Dans tous les cas, la définition, le prélèvement, la gestion et la destination de ces MFI impliquent un schéma de gouvernance régionale renouvelé : Monsieur Guigou a insisté sur la nécessité de mettre en œuvre une instance de concertation et de décision transversale, intégrée, rassemblant tous les acteurs et s’appuyant sur le savoir-faire des agences de bassin. La mise en place d’une Agence Méditerranéenne de l’Eau pourrait constituer la pierre angulaire de ce nouveau modèle de coopération en Méditerranée, même si Fadi Comair a lui plaidé pour la création d’une Banque méditerranéenne, capable de sécuriser puis de gérer les fonds issus de sources de financement innovantes. Analysée sous le prisme de l’hydro-diplomatie, concept mis en avant par le Président d’honneur du REMOB dans son intervention[6], la définition et la gestion de ces MFI pourraient constituer un enjeu stratégique pour les PSEM.

Ainsi, pour Philippe Douste-Blazy, le portage politique de ces propositions innovantes par « deux ou trois chefs d’Etat » constituera une étape importante. La COP22 pourrait jouer le rôle de d’élément déclencheur. En tant que représentante du ministère marocain délégué à l’eau, Samira El Houat a encouragé ces initiatives et positionné le Maroc comme partenaire d’IPEMED pour la poursuite de ses travaux en 2016. Rendez-vous donc à Marrakech !

 


[1] D’après l’Organisation Mondiale de la Santé (OMS), la diarrhée tue encore, en 2012, plus de 81 000 personnes dans les pays à bas ou moyen revenu de la région de la Méditerranée orientale en raison du manque d’eau, d’assainissement et d’hygiène.

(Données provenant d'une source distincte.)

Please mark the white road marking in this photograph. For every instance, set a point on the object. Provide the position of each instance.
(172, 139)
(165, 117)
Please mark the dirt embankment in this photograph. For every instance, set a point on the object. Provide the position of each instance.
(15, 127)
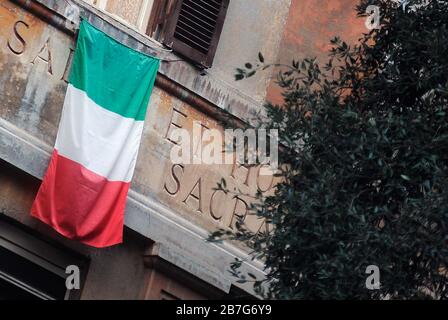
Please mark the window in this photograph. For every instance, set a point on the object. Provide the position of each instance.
(191, 28)
(31, 269)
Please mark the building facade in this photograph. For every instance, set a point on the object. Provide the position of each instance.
(171, 208)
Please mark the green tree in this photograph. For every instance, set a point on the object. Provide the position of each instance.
(365, 140)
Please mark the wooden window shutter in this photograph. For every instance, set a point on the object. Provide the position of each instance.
(194, 29)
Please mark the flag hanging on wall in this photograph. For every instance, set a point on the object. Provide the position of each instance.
(84, 190)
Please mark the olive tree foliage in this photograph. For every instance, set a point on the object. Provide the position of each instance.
(365, 142)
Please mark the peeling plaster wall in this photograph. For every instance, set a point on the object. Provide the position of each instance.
(310, 26)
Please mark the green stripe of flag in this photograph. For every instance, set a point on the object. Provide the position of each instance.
(113, 75)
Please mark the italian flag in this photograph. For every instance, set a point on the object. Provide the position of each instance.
(84, 190)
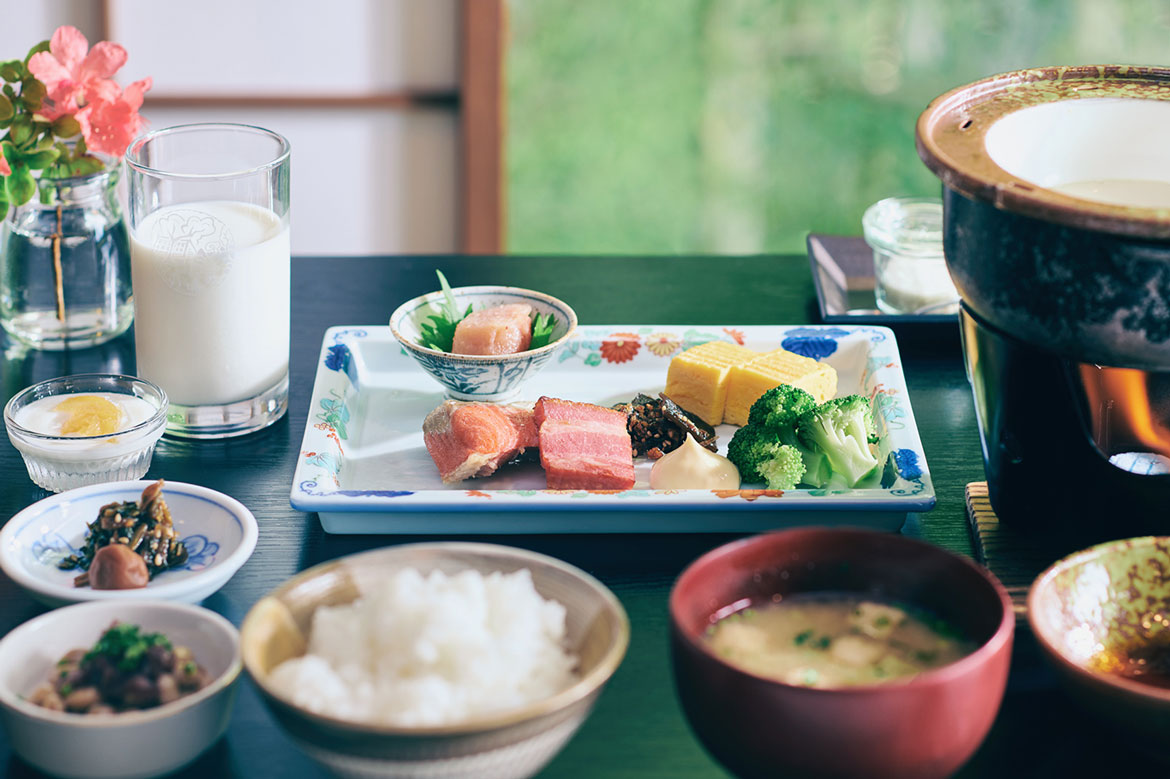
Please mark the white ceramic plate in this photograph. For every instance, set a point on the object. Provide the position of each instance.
(219, 531)
(363, 467)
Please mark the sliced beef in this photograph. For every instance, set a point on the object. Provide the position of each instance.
(584, 446)
(470, 440)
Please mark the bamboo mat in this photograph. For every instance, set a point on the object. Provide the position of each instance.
(1014, 558)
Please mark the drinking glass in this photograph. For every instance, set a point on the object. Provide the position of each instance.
(210, 266)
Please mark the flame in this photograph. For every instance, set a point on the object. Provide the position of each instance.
(1123, 418)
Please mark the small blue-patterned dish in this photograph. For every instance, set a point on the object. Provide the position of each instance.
(219, 532)
(481, 377)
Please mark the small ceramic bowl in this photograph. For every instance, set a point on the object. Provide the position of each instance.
(59, 462)
(219, 532)
(481, 377)
(511, 744)
(123, 745)
(1100, 599)
(923, 726)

[2] Comprenant d’après l’OMS, le Bahreïn, Chypre, l’Iran, la Jordanie, le Koweit, le Liban, la Libye, Oman, le Qatar, l’Arabie Saoudite, la Syrie, la Tunisie, les Emirats-Arabes-Unis, ainsi que l’Afghanistan, Djibouti, l’Egypte, l’Irak, le Maroc, le Pakistan, la Somalie, le Soudan et le Yémen.

[3] D’après le dernier rapport publié par CLIA (Cruise Lines International Association) Europe sur l’industrie des croisières en 2015: “in 2014, a total of 152 cruise ships were active in Mediterranean waters with a capacity of 205,656 lower berths with an average of 1,353 berths per ships. […] In 2014, North American operators deployed 49 ships with 74,321 lower berths in the Mediterranean, including some ships targeted at European markets. In comparison, European domiciled lines operated 103 vessels, which offered 131,335 lower berths [...] collectively these ships carried a potential 3.60 million passengers on 2,478 cruises, offering a total capacity of 28.71 million passengers-nights, giving an average cruise length of 7.98 nights. A further 421,000 potential passengers cruised the Atlantic Isles”.

[4] Environ 100 000 navires par an traversent le Détroit de Gibraltar, 50 000 le Détroit du Bosphore et environ 20 000 le Canal de Suez.

[5] On peut en effet lire dans la CPDN de l’Egypte : “In  light  of  the  current  global  trend  towards  the  adoption  of  post-2015  sustainable  development  goals,  Egypt  has  developed  the  "Sustainable  Development  Strategy ; Egypt's  Vision  2030" which  serves  as  a  roadmap for the  country to achieve  its  desired sustainable  development  goals during the  next  15  years.  This  strategy  promotes  the optimum  use  of  available  resources,  enhancement  of  Egypt's competitiveness and revival of its historic leading role in the region”.